Hacker News

Solving Math Word Problems

by yigitdemiragon 10/29/2021, 6:56:45 PM with 6 comments

by howeycon 10/29/2021, 9:06:22 PM
> Richard, Jerry, and Robert are going to share 60 cherries. If Robert has 30 cherries, and has 10 more than Richard, how many more cherries does Robert have than Jerry?
> answer:
> Robert has 30 + 10 = 40 cherries.
> If there are 60 cherries to be shared, then Richard and Jerry will have 60 - 40 = 20 cherries each.
> Robert has 40 - 20 = 20 more cherries than Jerry.
Um, the answer is "correct" but isn't the actual reasoning wrong?
Robert has 30
Richard has 20
Jerry has 10
Hence they split the 60 this way.
by psadrion 10/30/2021, 4:57:33 AM
This might work better if GPT3 is used to rewrite each statement into an algebraic equation. And then a equation solver is used to solve the system.
by drzoltaron 10/31/2021, 2:43:20 AM
It’s frustrating how myopic these papers can be.
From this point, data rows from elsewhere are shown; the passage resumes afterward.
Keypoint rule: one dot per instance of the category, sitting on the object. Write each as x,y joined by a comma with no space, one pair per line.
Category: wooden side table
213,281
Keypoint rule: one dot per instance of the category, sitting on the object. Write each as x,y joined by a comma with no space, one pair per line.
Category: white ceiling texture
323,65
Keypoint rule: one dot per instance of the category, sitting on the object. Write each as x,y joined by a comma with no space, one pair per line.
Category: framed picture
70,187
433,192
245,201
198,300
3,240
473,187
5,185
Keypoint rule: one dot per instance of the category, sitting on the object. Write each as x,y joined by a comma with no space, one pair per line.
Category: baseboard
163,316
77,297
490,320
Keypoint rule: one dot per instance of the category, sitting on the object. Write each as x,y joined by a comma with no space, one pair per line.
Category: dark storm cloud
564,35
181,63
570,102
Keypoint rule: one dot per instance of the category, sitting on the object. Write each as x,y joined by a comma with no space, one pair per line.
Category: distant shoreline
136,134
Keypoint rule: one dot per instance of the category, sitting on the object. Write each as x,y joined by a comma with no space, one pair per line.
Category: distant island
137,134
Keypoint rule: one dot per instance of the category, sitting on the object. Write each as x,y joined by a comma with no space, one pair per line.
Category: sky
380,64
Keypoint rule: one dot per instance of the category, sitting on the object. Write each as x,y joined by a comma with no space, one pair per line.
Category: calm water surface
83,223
It seems like the goal of the paper is to solely work within the GPT framework to test the theory of verifiers. Why not try verifiers out with other models? Perhaps it’s not a fair comparison but I remember a Kaggle competition [0] from six years ago which involved building models to solve grade school science multiple choice questions. A simple word2vec model already could achieve 50% accuracy. Despite multiple choice being (maybe?) easier than free response, I’m just skeptical that the way to solve these problems is to throw billions of weights at them. It’s also not convincing to me that this new dataset doesn’t suffer from a much smaller template space, in that the models still just memorize templates.
[0]: https://www.kaggle.com/c/the-allen-ai-science-challenge/over...
by pred_on 10/30/2021, 11:14:19 AM
For a moment there, the title had me hoping that they were working on the generally undecidable https://en.m.wikipedia.org/wiki/Word_problem_(mathematics)
by poweraon 10/29/2021, 9:05:59 PM
Scoring 55% on a test like this should not be considered a great accomplishment. A sign of progress, yes, but not an accomplishment by itself.
This is still simply a system that is good at guessing. It does not know anything.